Teag. And what should I make of them, do you imagine that I should give them into the hands of the butchers, as they had been a parcel of young hogs: by shaint Patrick I had more unnaturality in me, than to put them in an hospital as others do.
Tom. No, I suppose you would leave them with your friends?
Teag. Ay, ay, a poor man’s friends is sometimes worse than a profest enemy, the best friend I ever had in the world was my own pocket while my money lasted; but I left two babes between the priest’s door and the parish church, because I thought it was a place of mercy, and then set out for England in quest of another fortune.
Tom. I fancy, Paddy, you came off with what they call a moon-shine flitting.

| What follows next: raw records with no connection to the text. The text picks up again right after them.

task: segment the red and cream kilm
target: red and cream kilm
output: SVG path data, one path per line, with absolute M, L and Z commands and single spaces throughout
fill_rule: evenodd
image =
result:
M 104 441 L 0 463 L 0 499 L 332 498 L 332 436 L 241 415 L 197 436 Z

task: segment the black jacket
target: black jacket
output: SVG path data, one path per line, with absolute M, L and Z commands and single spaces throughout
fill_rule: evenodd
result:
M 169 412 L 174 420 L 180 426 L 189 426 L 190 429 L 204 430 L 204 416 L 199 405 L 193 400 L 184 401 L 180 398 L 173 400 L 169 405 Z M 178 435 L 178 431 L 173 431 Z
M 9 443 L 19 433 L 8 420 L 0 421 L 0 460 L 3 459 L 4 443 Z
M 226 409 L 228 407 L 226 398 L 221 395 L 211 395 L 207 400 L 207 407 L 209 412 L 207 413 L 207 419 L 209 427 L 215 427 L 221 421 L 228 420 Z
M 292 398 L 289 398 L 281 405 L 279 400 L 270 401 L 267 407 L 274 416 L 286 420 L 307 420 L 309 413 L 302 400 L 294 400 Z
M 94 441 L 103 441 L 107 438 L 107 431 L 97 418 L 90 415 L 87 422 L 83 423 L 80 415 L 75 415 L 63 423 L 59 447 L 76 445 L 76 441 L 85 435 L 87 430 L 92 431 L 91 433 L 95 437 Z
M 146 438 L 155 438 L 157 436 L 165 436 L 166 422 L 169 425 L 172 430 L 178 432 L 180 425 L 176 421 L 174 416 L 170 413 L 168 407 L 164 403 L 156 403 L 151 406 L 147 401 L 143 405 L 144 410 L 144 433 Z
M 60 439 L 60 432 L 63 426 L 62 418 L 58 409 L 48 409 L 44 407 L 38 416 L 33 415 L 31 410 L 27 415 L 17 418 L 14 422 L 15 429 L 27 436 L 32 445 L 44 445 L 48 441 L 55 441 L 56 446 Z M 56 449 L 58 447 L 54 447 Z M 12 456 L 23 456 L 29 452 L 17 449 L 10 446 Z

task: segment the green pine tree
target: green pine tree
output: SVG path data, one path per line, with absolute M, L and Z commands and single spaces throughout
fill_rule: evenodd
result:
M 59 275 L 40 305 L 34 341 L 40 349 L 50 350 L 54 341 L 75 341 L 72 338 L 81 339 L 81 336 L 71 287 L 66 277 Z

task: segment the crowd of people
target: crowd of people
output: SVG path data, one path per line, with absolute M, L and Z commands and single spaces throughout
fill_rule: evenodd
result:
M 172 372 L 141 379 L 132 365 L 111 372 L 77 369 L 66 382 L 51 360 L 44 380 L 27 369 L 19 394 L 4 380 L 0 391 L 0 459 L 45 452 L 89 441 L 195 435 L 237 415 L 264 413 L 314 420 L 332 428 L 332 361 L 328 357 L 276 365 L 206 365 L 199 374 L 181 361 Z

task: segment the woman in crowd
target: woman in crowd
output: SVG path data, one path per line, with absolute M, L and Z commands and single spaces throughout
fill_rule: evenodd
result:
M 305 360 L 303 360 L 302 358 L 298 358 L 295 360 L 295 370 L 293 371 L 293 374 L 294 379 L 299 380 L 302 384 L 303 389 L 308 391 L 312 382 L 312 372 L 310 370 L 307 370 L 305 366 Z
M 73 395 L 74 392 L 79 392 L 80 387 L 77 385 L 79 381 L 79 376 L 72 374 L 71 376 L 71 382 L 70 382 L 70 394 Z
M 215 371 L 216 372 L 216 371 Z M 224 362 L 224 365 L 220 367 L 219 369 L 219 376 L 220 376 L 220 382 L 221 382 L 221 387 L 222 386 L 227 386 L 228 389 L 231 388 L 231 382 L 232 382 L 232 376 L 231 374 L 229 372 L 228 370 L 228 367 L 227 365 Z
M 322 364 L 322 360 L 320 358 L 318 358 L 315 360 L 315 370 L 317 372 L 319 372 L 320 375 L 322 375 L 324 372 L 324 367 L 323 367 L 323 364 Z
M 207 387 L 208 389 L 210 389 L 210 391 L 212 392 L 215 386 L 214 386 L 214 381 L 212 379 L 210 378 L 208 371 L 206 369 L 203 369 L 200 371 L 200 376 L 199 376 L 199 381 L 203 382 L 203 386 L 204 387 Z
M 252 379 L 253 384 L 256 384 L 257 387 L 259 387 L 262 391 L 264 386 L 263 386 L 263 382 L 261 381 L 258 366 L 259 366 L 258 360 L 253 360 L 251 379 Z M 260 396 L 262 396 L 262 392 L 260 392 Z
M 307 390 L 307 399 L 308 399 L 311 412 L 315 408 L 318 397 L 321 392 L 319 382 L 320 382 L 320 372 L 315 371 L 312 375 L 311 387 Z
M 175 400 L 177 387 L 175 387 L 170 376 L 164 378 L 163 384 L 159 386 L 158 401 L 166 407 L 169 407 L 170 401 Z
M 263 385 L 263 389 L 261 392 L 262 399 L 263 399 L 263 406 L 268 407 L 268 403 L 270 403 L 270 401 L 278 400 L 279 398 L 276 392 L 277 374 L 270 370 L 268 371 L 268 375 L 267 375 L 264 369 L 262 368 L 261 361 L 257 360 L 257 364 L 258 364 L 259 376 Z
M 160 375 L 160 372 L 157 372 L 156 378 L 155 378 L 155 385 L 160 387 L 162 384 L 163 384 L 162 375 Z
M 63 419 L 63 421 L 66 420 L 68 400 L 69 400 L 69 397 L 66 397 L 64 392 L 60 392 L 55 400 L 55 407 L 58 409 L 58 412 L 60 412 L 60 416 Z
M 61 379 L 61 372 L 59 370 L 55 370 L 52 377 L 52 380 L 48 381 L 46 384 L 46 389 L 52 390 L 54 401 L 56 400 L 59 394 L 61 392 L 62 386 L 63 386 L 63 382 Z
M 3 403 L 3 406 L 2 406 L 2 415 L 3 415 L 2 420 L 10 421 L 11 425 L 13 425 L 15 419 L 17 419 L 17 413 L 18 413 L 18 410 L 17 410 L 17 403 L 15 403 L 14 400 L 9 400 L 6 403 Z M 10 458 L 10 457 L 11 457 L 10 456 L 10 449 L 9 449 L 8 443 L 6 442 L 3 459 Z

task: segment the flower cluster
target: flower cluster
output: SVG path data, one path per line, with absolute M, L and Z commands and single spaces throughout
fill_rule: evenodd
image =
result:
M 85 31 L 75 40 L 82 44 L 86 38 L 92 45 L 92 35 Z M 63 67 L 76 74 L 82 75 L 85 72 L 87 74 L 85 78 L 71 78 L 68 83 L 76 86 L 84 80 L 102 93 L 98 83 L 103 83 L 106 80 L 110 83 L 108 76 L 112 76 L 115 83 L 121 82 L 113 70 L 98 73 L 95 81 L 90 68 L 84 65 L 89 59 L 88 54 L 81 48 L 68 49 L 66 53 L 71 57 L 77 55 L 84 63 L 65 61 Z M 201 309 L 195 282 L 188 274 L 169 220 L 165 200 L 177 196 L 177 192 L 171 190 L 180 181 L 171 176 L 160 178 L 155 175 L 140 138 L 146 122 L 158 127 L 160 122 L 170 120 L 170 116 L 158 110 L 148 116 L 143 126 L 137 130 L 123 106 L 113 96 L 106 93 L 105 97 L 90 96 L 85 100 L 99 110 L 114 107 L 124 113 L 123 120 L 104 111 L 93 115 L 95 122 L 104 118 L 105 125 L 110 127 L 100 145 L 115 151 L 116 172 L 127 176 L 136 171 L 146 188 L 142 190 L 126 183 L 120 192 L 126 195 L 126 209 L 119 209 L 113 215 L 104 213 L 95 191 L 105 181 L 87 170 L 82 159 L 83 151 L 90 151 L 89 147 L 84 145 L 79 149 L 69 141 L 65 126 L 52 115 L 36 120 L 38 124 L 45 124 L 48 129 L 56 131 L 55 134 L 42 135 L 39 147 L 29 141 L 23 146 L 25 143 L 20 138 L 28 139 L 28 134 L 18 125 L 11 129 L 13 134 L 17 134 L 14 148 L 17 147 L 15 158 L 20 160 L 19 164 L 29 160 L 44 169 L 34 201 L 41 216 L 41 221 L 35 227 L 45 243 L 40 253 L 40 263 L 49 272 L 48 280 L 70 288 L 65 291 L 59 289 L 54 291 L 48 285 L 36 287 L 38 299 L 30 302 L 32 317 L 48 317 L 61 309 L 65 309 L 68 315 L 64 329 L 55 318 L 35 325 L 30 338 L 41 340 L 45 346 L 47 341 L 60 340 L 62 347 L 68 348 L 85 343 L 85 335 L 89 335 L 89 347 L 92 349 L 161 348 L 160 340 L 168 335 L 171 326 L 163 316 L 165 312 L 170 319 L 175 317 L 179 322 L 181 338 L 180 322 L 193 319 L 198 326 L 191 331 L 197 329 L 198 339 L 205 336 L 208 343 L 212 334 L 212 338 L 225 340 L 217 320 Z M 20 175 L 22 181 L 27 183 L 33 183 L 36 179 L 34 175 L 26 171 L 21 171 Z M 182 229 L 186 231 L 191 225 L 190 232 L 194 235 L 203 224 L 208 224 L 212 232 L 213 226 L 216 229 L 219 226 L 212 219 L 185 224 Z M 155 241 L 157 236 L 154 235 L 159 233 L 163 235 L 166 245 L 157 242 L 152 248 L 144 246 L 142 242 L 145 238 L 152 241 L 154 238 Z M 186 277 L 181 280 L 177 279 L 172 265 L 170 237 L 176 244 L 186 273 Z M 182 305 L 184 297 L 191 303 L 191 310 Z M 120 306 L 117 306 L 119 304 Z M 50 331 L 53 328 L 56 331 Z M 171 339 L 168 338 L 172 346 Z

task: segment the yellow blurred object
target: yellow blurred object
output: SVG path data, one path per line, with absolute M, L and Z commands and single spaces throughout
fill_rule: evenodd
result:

Teag. You lie like a thief now, for I did not see sun, moon, nor stars, all the night then: for I set out from Cork at the dawn of night, and I had travelled twenty miles all but twelve, before gloaming in the morning.
Tom. And where did you go to take shipping?
Teag. Arra, dear honey, I came to a country village called Dublin, as big a city as any market-town in all England, where I got myself aboard of a little young boat, with a parcel of fellows, and a long leather bag. I supposed them to be tinklers, until I asked what they carried in that leather sack; they told me it was the English mail they were going over with; then said I, is the milns so scant in England, that they must send over their corn to Ireland to grind it, the comical cunning fellows persuaded me it was so: then I went down to a little house below the water, hard by the rigg-back of the boat, and laid me down on their leather sack, where I slept myself almost to death with hunger. And dear Tom to tell you plainly when I waked I did not know where I was, but thought I was dead and buried, for I found nothing all round me but wooden walls and timber above.
Tom. And how did you come to yourself to know where you was at last?
Teag. By the law, dear shoy, I scratched my head in a hundred parts, and then set me down to think upon it, so I minded it was my wife that was dead and not me, and that I was alive in the young boat, with the fellows that carries over the English meal from the Irish milns.